Russian President Vladimir Putin visits the headquarters of the Rossiya Segodnya International Information Agency in Moscow, Russia, on June 8, 2016. (Xinhua/SPUTNIK)
MOSCOW, Nov. 10 (Xinhua) -- The speaker of the State Duma, Russia's lower house, Friday asked the house committees to prepare a legislative response to the "U.S. pressure on Russian media."
"What the U.S. authorities are doing today is an infringement of the fundamental rights of citizens and freedom of speech," Vyacheslav Volodin said in a statement, reacting to Washington's demand that Russian State-funded TV station RT, also known as Russia Today, register in the United States as a foreign agent.
The U.S. Department of Justice has ordered the broadcaster's American division to register under the 1938 Foreign Agents Registration Act (FARA) before Nov.13.
FARA requires registration "if an agent disseminates informational materials, by mail or by any means or instrumentality of interstate or foreign commerce, and intends the materials to be disseminated among two or more persons."
Margarita Simonyan, chief editor of RT, said in a statement that she regarded the requirement as contrary to law and the company intended to challenge it in court.
"This requirement is discriminatory, it contradicts the principles of democracy and freedom of speech, it does not give us equal competition with other foreign TV channels that work in America without being registered as foreign agents," she said.
Volodin said Russia could extend its own law on foreign agents to foreign media in response to Washington's "hostile" actions.
He said the Duma may consider a draft on Wednesday.
A draft normally has to be passed in three readings by the Duma, then get endorsed by the Federation Council, the upper house, before it can be signed into law by the president.
On Thursday, Alexei Pushkov, chairman of the upper house's Commission on Information Policy and Interaction with Media, held a meeting to discuss the U.S. move and possible retaliatory steps, a Federation Council statement said.
It did not give details, but RIA Novosti, the state-operated domestic Russian-language news agency, said Pushkov named CNN, Voice of America and Radio Liberty with its Current Time TV channel as likely targets for retaliation.
"These are not media, but propaganda tools with 100 percent funding from the U.S. budget," Pushkov was quoted as saying.
Pyotr Tolstoy, deputy speaker of the Duma in charge of information policy, said on his Facebook account that the retaliatory measures might also be applied to foreign social media networks.
"Every media now has its own pages in social networks, which also publish their news, articles and videos. So, the law should provide that media, recognized by foreign agents, indicate the relevant information on these pages," Tolstoy said.

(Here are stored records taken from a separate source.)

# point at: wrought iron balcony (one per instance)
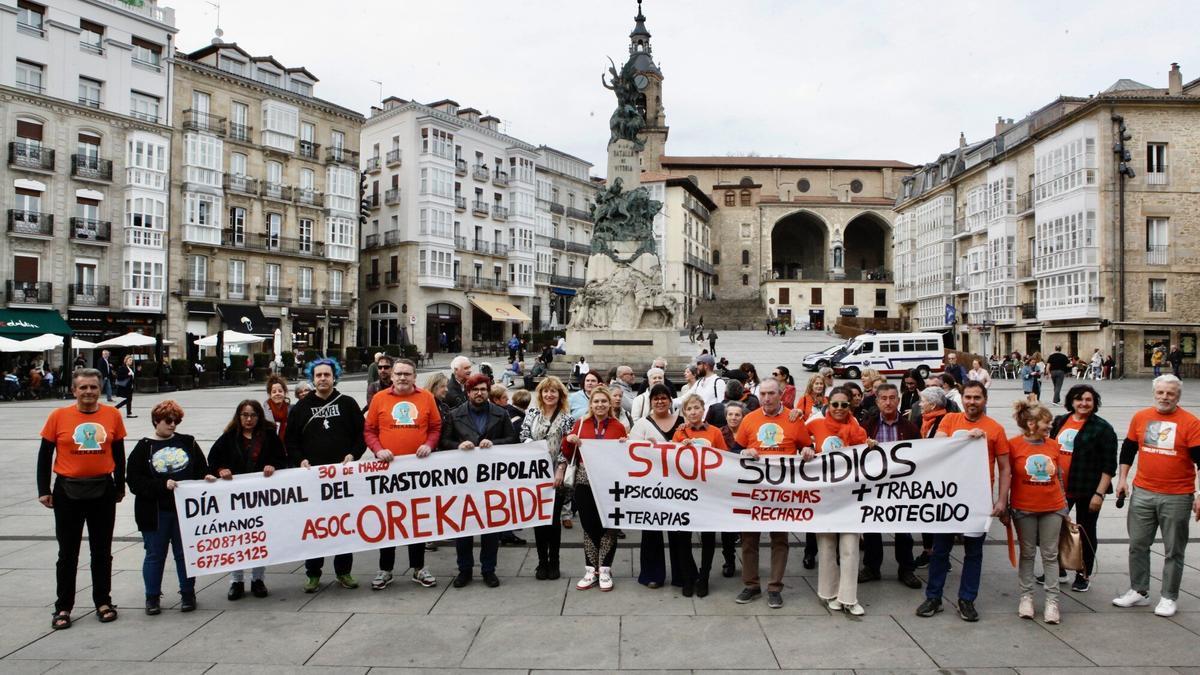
(29, 292)
(90, 167)
(33, 223)
(89, 230)
(197, 120)
(88, 296)
(30, 156)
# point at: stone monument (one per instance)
(623, 310)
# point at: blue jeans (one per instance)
(156, 542)
(489, 548)
(940, 566)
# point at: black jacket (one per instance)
(324, 431)
(459, 428)
(149, 488)
(1095, 453)
(229, 452)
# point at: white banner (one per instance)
(303, 513)
(930, 485)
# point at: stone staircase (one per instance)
(731, 314)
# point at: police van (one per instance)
(892, 353)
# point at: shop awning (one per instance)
(29, 323)
(245, 318)
(498, 310)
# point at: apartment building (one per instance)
(1071, 227)
(562, 234)
(265, 193)
(84, 90)
(449, 246)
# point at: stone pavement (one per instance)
(544, 626)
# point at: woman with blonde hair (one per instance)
(549, 419)
(1037, 503)
(599, 542)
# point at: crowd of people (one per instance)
(1056, 465)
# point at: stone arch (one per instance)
(868, 246)
(798, 245)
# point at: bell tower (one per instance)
(649, 81)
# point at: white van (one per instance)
(892, 353)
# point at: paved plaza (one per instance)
(545, 626)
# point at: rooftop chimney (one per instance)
(1175, 81)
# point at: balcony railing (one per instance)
(337, 298)
(30, 156)
(90, 167)
(199, 288)
(275, 296)
(89, 230)
(88, 296)
(197, 120)
(1157, 256)
(310, 150)
(30, 222)
(341, 156)
(29, 292)
(240, 132)
(243, 184)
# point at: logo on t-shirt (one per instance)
(1161, 434)
(832, 443)
(169, 460)
(405, 413)
(1039, 469)
(771, 435)
(89, 437)
(1067, 440)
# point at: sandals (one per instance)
(61, 620)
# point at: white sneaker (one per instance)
(588, 580)
(1025, 610)
(605, 578)
(381, 581)
(1132, 598)
(1165, 608)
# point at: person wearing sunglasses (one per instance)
(838, 568)
(154, 470)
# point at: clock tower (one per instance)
(649, 83)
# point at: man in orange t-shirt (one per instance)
(768, 431)
(402, 420)
(970, 423)
(83, 444)
(1165, 441)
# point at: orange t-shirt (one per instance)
(957, 424)
(828, 434)
(773, 435)
(83, 441)
(1036, 487)
(1164, 465)
(707, 436)
(403, 422)
(1067, 444)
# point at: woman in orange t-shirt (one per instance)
(838, 567)
(695, 431)
(1038, 503)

Last Thursday, Twitter announced it would drop advertising by RT and Sputnik-owned accounts on its network due to their alleged meddling in the U.S. presidential election last year.
Sputnik is also a state news media including a website and radio broadcast service.
For months Washington has been accusing Moscow of interference and the latter has repeatedly denied the allegation. RT and Sputnik are among the organizations suspected of working on behalf of the Kremlin in its alleged support of then Republican Party candidate Donald Trump.